Nice, France June 2013
It should be pretty clear by now, nobody knows what to do.
And I find myself asking, “Is this our new normal?” But I keep rejecting that, because God forbid I ever accept as normal, one suffering human taking down hundreds of strangers.
But how do I respond?
Author Anne Lamott has some pretty good thoughts here. She says Cain is still killing Abel, just as he always has, but grace still bats last.

Taken from the Promenade des Anglais Nice, France August 2011
My sister lives in Nice.
She was having dinner five blocks from the truck massacre. She and her friends were swept into waves of people running from what they didn’t know. They just knew they should run. The friend she was dining with wrote this in the Huff Post about the experience.
It prompted someone to say on her Facebook page, “that was a little too close.”
Let us not delude ourselves. We are all a little too close now. The idea that anyone can “keep us safe” from a guy driving a truck into a crowd, or the other terrors we imagine but don’t speak, is just foolish.
Unfortunately, this rage, this sickness, this despair is alive to some degree in all of us, and only in that space can a meaningful response begin.

Castel Plage. Promenade des Anglais. Nice France. June 2013
Don’t believe me?
Pick a tragedy. Ataturk Airport Istanbul. Dallas PD. Bangladesh. Iraq. Orlando. Nice. Did you know there are pages-long lists of terrorist attacks organized by month on Wikipedia?
How did you react to the news of each? Rage? Invective? I alternate between that and sighing defeat, but what does that accomplish? Nothing. It just releases more anger, fear and despair in my orbit.
Maybe you’re not enraged by the carnage.
But how do you react when you see a Black Lives Matter rally? Do you murmur and grumble? Make surly comments? What about Trump and Hillary? I. Can’t. Even.
What comes out of your mouth then? What do you release into your orbit? Certainly, (hopefully) it’s different by degree, but not in nature.
It’s not what goes into a man that defiles him, Jesus said. It’s what comes out.

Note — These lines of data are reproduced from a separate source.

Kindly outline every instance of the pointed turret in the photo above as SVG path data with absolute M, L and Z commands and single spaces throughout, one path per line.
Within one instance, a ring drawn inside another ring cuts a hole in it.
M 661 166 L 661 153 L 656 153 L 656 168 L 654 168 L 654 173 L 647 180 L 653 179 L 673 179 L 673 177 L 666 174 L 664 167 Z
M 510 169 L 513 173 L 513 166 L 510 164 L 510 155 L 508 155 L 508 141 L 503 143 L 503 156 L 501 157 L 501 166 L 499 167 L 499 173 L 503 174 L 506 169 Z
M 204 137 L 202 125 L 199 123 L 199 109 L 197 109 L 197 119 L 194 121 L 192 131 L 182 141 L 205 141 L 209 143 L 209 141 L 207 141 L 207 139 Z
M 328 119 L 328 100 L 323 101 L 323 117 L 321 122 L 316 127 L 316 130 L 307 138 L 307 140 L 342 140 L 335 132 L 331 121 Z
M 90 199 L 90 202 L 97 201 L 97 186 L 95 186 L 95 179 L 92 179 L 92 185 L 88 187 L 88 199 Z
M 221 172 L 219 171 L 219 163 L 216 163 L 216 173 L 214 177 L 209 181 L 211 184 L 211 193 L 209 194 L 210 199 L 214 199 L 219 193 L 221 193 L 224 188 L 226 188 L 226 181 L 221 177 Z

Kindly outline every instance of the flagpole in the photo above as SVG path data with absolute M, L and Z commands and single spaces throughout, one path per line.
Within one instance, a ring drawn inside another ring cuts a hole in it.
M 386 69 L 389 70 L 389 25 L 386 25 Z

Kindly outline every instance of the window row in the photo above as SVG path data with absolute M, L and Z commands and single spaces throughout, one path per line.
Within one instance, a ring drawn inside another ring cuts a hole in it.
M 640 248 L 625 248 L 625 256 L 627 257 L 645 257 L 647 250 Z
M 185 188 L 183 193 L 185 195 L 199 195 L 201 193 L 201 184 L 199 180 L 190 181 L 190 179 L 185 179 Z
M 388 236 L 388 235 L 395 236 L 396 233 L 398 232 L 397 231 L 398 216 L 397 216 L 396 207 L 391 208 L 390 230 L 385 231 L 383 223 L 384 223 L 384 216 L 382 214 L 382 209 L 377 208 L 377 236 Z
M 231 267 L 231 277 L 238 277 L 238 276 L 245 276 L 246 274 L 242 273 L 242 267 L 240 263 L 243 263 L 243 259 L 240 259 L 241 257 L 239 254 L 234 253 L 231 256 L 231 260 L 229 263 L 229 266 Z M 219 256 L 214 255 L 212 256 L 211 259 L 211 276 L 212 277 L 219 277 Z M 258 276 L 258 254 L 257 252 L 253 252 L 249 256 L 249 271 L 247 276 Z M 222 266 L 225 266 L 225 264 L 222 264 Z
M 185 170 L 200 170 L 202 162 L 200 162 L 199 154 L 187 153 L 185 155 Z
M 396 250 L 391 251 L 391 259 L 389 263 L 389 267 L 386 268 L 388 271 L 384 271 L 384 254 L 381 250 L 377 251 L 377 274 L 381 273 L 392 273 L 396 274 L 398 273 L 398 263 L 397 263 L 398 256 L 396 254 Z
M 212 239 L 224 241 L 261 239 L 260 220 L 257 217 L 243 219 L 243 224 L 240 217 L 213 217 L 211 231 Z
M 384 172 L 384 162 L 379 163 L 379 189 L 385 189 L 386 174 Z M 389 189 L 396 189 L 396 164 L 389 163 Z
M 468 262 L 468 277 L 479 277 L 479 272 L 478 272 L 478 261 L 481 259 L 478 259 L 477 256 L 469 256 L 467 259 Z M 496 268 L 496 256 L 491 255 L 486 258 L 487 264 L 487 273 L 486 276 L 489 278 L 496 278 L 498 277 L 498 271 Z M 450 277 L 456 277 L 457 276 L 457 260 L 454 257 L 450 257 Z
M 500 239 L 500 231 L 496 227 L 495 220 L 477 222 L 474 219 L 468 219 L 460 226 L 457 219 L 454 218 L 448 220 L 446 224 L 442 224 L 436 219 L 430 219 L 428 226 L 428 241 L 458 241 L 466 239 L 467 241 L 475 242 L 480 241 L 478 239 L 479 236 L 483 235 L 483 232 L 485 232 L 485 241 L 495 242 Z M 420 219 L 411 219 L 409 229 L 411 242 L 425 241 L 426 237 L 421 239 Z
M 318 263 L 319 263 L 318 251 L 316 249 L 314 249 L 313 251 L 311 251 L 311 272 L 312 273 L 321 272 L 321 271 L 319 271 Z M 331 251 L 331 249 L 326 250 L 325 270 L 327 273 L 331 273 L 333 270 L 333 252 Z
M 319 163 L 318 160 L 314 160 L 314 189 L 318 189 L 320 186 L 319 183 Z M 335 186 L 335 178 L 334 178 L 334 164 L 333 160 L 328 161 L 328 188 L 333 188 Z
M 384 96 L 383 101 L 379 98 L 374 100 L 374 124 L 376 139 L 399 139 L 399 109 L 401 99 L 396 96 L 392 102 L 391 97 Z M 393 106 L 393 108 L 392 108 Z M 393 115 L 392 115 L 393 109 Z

Vieux Ville, Nice France. June 2013
Someone told me once, the key to victory in spiritual warfare (and don’t kid yourself, that is happening) is entering the battle bearing the opposite spirit. St. Francis explained it like this:
Where there is hatred let me sow love. Where there is injury, let me sow pardon, where there is despair, let me bring hope. We saw that this week in Dallas. Thank God.
But after Bastille Day, with our Nicoise brothers and sisters lying dead in the street, nothing could be more irrational and impossible. Nothing. Yet, Jesus said to do it, so it must be possible. But He never said it would be easy or cheap.
“You have heard that it was said, ‘Love your neighbor and hate your enemy.’ He said. But I tell you, love your enemies and pray for those who persecute you.”
To do such an impossible thing, we have to believe that Jesus is the God of impossible redemptions. Which I do.

Overlooking the Promenade des Anglais
Kindness is the fruit of the spirit I most want to cultivate right now. So when I find myself shouting expletives at my tv, I try to catch it and consider how unkind that is. It only poisons Sam and me and our home.
What I’m trying to do instead is stay within my circle of influence – controlling the things I can – like my mouth, my interaction with people I love, and my service to people around me.
So I’m choosing kindness when what I want to do is scream. I’m choosing quiet, unseen service to other humans when I want to be selfish and angry. I’m choosing to slow it down and respond carefully in conflict, rather than just reacting in my same old ways.
And I’m choosing to pray and fill this space with beautiful images from one of my favorite cities on earth. Nice. Mon coeur est brise´.
What else can I do?
Maybe this sounds naive in light of the shocking and seemingly relentless terror that plagues the world now. If I could do something about all that rage and violence, I would.
Maybe what I can do is deal with my own.

#PrayingforNice
Thanks for giving us a true Christian world view of these tragedies–a view we need to see!
Thanks for always reading! Hope you are doing well Kris.